DNA extration from agarose gels
- Excise DNA fragment / solubilize gel slice
- Determine the weight of the (Eppendorf) tube prior to use.
- Put the DNA fragment with a minimal agarose gel into the tube.
- Determine the weight of the gel slice by the difference of the tube's weight.
- For each 100 mg of agarose gel < 2% add 200 μl Buffer NTI.
- Incubate sample for 5-10 min at 50°C.
- Vortex the sample briefly every 2-3 min until the gel slice is completely dissolved.
- Bind DNA
- Place a NucleSpin Gel and PCR Clean-up Column into a Collection Tube and load up to 700 μl sample.
- Centrifuge for 30 seconds at 11,000 x g. Discard flow-through.
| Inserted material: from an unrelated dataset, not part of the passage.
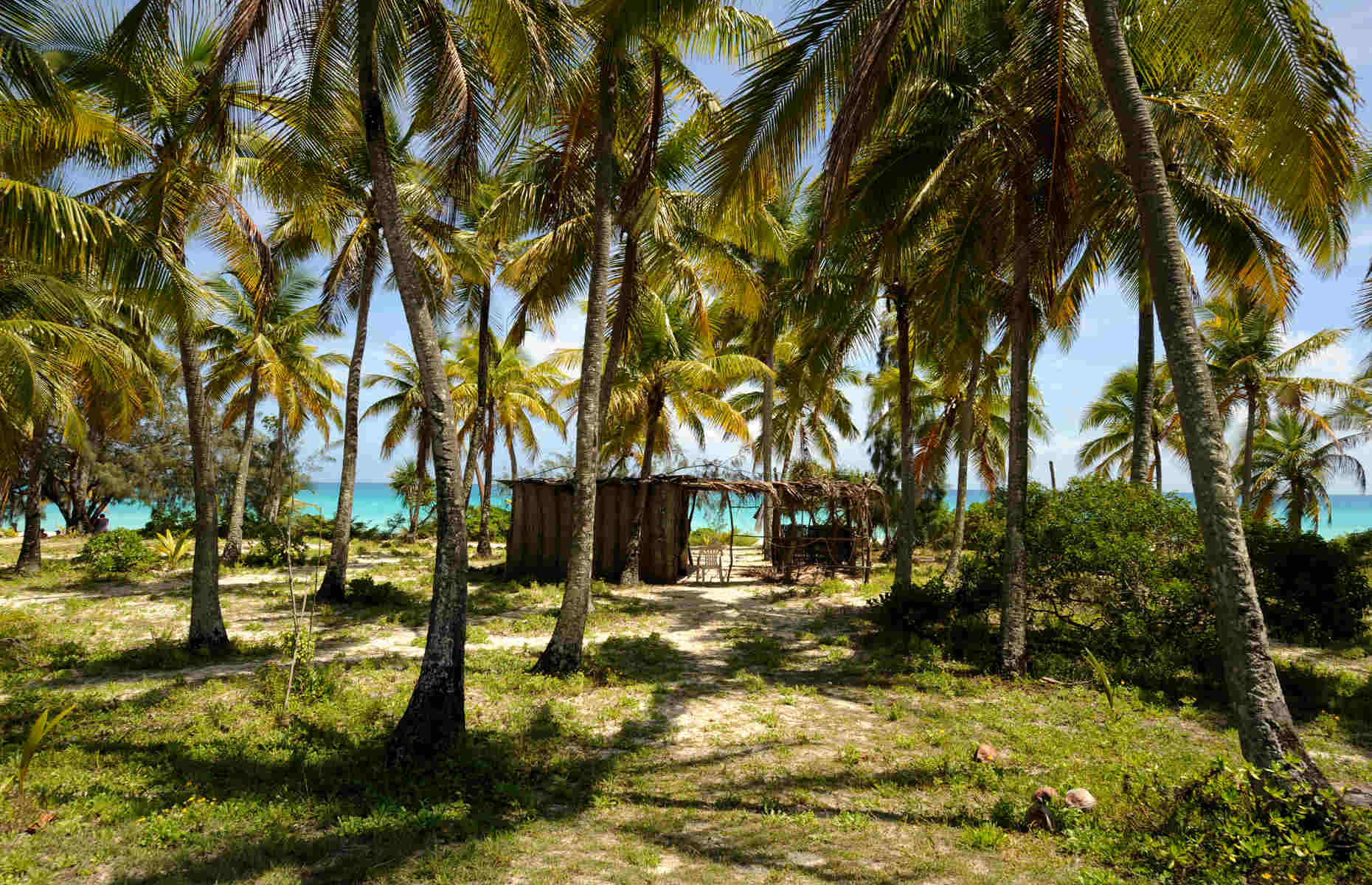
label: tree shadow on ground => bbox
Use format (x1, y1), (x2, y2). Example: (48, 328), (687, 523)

- Load remaining sample if necessary and repeat the centrifugation step.
- Wash silica membrane
- Add 700 μl Buffer NT3 to the column. Centrifuge for 30 s at 11,000 x g. Discard flow-through.
- Dry silica membrane
- Centrifuge for 1 min at 11,000 x g to remove Buffer NT3 completely.
- Elute DNA
- Place the column into a new 1.5 ml micro centrifuge tube. Add 15-30 μl Buffer NE and incubate at room temperature (18-25 °C) for 1 min.
- Centrifuge for 1 min at 11,000 x g.